Re: [PATCH 1/2 v2] bcachefs: do not use PF_MEMALLOC_NORECLAIM

From: Kent Overstreet
Date: Sun Sep 01 2024 - 21:35:49 EST


On Mon, Sep 02, 2024 at 10:23:06AM GMT, Dave Chinner wrote:
> On Thu, Aug 29, 2024 at 09:32:52AM -0400, Kent Overstreet wrote:
> > And more than that, this is coming from you saying "We didn't have
> > to handle memory allocation failures in IRIX, why can't we be like
> > IRIX? All those error paths are a pain to test, why can't we get
> > rid of them?"
> >
> You're not listening, Kent. We are not eliding error paths because
> they aren't (or cannot be) tested.
>
> It's a choice between whether a transient error (e.g.
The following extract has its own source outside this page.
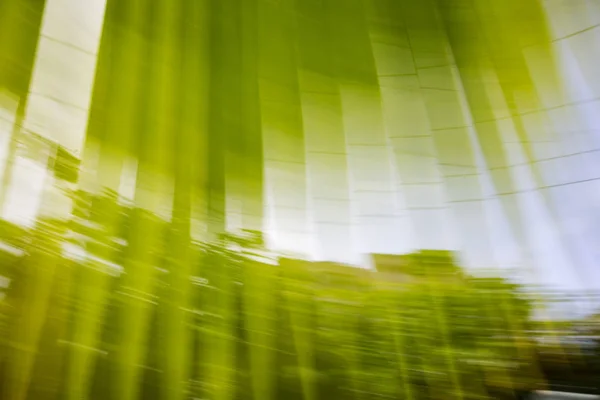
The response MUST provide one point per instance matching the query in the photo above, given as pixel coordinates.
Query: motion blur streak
(299, 199)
ENOMEM) should
> be considered a fatal error or not. The architectural choice that
> was made for XFS back in the 1990s was that the filesystem should
> never fail when transient errors occur. The choice was to wait for
> the transient error to go away and then continue on. The rest of the
> filesystem was build around these fundamental behavioural choices.

<snipped>

> Hence failing an IO and shutting down the filesystem because there
> are transient errors occuring in either the storage or the OS was
> absolutely the wrong thing to be doing. It still is the wrong thing
> to be doing - we want to wait until the transient error has
> progressed to being classified as a permanent error before we take
> drastic action like denying service to the filesystem.

Two different things are getting conflated here.

I'm saying forcefully that __GFP_NOFAIL isn't a good design decision,
and it's bad for system behaviour when we're thrashing, because you,
willy and others have been talking openly about making something like
that the norm, and that concerns me.

I'm _not_ saying that you should have to rearchitect your codebase to
deal with transient -ENOMEMs... that's clearly not going to happen.

But I am saying that kmalloc(__GFP_NOFAIL) _should_ fail and return NULL
in the case of bugs, because that's going to be an improvement w.r.t.
system robustness, in exactly the same way we don't use BUG_ON() if it's
something that we can't guarantee won't happen in the wild - we WARN()
and try to handle the error as best we can.

If we could someday get PF_MEMALLOC_NORECLAIM annotated everywhere we're
not in a sleepable context (or more likely, teach kmalloc() about
preempt count) - that turns a whole class of "scheduling while atomic"
bugs into recoverable errors. That'd be a good thing.

In XFS's case, the only thing you'd ever want to do on failure of a
__GFP_NOFAIL allocation is do an emergency shutdown - the code is buggy,
and those bugs tend to be quickly found and fixed (even quicker when the
system stays usable and the user can collect a backtrace).

> > Except that's bullshit; at the very least any dynamically sized
> > allocation _definitely_ has to have an error path that's tested, and if
> > there's questions about the context a code path might run in, that
> > that's another reason.
>
> We know the context we run __GFP_NOFAIL allocations in - transaction
> context absolutely requires a task context because we take sleeping
> locks, submit and wait on IO, do blocking memory allocation, etc. We
> also know the size of the allocations because we've bounds checked
> everything before we do an allocation.

*nod*

> Hence this argument of "__GFP_NOFAIL aboslutely requires error
> checking because an invalid size or wonrg context might be used"
> is completely irrelevant to XFS. If you call into the filesytsem
> from an atomic context, you've lost long before we get to memory
> allocation because filesystems take sleeping locks....

Yeah, if you know the context of your allocation and you have bounds on
the allocation size that's all fine - that's your call.

_As a general policy_, I will say that even __GFP_NOFAIL allocations
should have error paths - becuase lots of allocations have sizes that
userspace can control, so it becomes a security issue and we need to be
careful what we tell people.

> > GFP_NOFAIL is the problem here, and if it's encouraging this brain
> > damaged "why can't we just get rid of error paths?" thinking, then it
> > should be removed.
> >
> > Error paths have to exist, and they have to be tested.
>
> __GFP_NOFAIL is *not the problem*, and we are not "avoiding error
> handling". Backing off, looping and trying again is a valid
> mechanism for handling transient failure conditions. Having a flag
> that tells the allocator to "backoff, loop and try again" is a
> perfectly good way of providing a generic error handling mechanism.

But we do have to differentiate between transient allocation failures
and failures that are a result of bugs. Because just looping means a
buggy allocation call becomes, at best, a hung task you can't kill.